だけど浮かれている間にすっかり失念していた。そもそもこんな服を買ったのは、尾行や張り込みの際に自分の雰囲気を一変させる為、それからかしこまった場所にも溶け込めるように、って目的があったんだった。

出来れば危険な目には遭いたくないけど……!

悲しいかな浮ついた気分は元通り…デパートを出て、車を今朝と同じ倉庫で乗り換え、赤井さん宅に帰宅した。

買ってきた物と洗濯物を片付けて一息ついて……キッチンにて冷蔵庫のドアを開け閉めし、夕食のレシピに頭を巡らせる……定番だけど今夜は肉じゃがと焼き魚にしようか…

リビングでは赤井さんが缶コーヒーを片手に、何やら難しそうな顔をしている。

大事な考え事の最中だったら邪魔すると悪いかもしれない。

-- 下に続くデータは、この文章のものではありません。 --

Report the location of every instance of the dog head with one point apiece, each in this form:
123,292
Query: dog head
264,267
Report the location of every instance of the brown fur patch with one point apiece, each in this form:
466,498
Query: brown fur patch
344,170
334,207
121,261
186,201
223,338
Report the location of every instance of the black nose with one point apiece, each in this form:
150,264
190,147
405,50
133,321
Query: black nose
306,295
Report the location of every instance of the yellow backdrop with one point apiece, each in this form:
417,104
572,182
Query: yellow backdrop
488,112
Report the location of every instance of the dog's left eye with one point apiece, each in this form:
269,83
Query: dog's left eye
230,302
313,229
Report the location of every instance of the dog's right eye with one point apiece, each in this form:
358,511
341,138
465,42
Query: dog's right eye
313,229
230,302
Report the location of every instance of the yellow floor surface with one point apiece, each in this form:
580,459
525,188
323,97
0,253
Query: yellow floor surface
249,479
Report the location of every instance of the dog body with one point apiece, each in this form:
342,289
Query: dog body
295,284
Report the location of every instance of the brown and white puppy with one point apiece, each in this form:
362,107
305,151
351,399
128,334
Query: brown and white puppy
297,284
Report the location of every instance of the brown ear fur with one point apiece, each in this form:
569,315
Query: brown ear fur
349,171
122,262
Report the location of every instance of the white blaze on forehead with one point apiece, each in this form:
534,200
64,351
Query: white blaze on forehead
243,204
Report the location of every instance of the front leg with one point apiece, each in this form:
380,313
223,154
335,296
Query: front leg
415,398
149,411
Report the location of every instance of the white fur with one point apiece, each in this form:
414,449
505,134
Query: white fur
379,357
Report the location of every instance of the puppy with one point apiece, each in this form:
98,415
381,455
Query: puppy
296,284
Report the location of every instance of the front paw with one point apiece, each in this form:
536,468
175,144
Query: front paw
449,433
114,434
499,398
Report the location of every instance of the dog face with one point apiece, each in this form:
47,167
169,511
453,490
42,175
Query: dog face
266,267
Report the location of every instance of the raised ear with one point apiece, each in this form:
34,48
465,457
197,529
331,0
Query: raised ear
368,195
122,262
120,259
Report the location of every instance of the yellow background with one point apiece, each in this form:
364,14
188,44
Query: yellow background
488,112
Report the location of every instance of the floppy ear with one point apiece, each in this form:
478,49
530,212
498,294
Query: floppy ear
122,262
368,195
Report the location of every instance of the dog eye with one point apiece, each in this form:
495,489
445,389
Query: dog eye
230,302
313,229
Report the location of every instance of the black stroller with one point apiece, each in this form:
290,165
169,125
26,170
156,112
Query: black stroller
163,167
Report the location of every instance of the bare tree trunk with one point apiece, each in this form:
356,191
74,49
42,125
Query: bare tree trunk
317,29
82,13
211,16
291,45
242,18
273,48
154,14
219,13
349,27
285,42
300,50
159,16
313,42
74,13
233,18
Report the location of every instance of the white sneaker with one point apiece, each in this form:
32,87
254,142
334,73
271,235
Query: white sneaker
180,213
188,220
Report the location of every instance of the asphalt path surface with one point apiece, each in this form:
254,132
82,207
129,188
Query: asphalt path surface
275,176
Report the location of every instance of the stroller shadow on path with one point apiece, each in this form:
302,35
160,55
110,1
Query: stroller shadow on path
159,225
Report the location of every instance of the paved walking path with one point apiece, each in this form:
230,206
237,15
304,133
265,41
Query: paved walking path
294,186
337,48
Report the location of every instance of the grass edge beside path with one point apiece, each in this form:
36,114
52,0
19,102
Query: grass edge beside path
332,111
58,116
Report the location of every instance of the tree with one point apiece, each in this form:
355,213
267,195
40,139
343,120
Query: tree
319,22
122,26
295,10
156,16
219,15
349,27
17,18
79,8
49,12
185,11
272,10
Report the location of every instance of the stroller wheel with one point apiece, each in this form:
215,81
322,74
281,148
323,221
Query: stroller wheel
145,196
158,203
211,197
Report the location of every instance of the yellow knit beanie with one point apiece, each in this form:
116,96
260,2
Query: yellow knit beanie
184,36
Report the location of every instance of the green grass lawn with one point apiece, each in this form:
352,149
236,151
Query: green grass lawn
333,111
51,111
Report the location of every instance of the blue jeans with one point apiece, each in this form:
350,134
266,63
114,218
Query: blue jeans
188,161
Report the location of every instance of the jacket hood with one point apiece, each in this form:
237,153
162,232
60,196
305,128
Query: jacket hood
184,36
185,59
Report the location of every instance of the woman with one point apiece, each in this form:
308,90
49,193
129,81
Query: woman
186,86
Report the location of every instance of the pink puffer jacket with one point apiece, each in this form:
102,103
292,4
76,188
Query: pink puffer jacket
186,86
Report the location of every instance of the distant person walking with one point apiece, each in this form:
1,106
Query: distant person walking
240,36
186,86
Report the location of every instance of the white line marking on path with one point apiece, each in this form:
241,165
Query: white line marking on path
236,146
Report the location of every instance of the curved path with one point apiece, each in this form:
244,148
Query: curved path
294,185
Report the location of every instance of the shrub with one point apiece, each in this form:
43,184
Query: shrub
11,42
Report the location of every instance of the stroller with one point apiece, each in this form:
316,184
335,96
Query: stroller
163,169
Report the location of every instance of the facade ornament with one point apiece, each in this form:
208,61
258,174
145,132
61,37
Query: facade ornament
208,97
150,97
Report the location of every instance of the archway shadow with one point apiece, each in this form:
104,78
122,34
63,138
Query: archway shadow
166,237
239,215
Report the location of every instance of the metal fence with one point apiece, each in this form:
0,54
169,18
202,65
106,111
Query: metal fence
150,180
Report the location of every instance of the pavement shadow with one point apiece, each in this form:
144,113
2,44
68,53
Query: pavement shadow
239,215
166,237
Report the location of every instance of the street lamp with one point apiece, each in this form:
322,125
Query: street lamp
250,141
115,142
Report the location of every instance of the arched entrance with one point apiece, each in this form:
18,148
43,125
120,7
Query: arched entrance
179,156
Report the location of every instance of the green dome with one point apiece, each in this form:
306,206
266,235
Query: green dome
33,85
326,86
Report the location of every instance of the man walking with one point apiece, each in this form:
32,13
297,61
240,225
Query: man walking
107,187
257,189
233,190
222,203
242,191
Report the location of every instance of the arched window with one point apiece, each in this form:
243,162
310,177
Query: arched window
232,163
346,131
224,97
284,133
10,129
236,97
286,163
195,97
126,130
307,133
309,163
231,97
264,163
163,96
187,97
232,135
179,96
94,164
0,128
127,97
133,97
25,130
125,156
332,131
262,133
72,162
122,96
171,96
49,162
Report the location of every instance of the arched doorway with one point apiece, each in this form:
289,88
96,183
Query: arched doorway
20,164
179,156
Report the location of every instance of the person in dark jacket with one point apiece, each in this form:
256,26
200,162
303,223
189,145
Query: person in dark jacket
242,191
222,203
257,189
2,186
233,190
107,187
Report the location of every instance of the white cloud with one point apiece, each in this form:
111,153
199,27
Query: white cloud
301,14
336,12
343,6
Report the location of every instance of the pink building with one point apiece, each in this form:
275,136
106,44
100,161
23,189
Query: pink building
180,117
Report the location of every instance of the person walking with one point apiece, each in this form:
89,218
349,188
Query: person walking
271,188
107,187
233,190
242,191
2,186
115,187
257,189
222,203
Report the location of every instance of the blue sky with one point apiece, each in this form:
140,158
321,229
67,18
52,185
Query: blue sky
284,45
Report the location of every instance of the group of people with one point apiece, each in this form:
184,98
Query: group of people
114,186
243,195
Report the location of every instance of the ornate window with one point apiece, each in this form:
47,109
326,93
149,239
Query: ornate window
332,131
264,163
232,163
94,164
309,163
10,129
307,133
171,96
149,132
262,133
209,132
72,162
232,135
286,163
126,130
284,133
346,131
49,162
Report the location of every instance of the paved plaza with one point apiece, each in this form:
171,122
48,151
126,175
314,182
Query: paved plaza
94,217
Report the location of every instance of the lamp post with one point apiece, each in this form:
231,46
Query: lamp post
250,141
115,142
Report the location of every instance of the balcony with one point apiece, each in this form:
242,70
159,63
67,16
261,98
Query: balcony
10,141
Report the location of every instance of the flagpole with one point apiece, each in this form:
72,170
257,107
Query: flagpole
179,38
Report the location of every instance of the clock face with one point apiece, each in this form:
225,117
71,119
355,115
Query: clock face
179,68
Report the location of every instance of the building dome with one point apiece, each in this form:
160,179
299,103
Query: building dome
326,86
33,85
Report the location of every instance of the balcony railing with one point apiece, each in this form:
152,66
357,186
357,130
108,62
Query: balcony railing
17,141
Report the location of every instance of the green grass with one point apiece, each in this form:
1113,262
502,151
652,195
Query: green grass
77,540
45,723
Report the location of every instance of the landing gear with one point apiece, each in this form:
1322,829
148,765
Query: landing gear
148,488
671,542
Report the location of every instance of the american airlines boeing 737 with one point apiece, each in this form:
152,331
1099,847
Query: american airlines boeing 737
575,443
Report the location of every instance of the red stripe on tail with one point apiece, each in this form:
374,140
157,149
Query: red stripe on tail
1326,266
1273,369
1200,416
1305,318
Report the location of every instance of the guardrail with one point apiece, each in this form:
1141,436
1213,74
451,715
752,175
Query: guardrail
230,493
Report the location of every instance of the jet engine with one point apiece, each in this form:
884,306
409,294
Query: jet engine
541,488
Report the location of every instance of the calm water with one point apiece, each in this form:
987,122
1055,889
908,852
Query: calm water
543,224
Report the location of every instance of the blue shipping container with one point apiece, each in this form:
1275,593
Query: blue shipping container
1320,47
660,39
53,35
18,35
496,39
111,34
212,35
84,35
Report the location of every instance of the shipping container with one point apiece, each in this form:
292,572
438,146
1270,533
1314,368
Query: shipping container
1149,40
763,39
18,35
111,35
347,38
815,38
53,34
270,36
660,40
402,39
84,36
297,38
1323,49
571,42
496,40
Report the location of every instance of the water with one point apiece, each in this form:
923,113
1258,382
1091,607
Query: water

スーパーへの買い物は一人で行ってこよう、と再度出掛ける準備を整える。


「赤井さーん?私、スーパー行ってきますね!」

「ん?ああ、少し待て。俺も行く」

「別にいいですよ、すぐ近くだし」

「いや…さんはバーボンに顔を見られているだろう?万が一の事を考えるとな…一人にはさせられん」

「万が一って…?」

「今日の事でおそらくバーボンは、君を宮野姉妹の関係者だと思っただろう……つまり、君を拘束すれば逃げたシェリーに繋がる何かを得られるかもしれない、と彼が考えるのは自然なことだ」

「拘束!?私が!?」

「さんを巻き込む形になってしまったのは申し訳ないんだが、今はそういう状況だということを頭に入れておいてくれ。勿論、君のことは俺が責任を持って守るが」


淡々と赤井さんはそう言ったけど…それってすごく危険なのでは!?もし捕まって調べられたら…私って、戸籍も存在しない超怪しい人間だ。

私の理想、平穏無事な生活がどんどん遠のいている気がする……もう潔く諦めるべきか。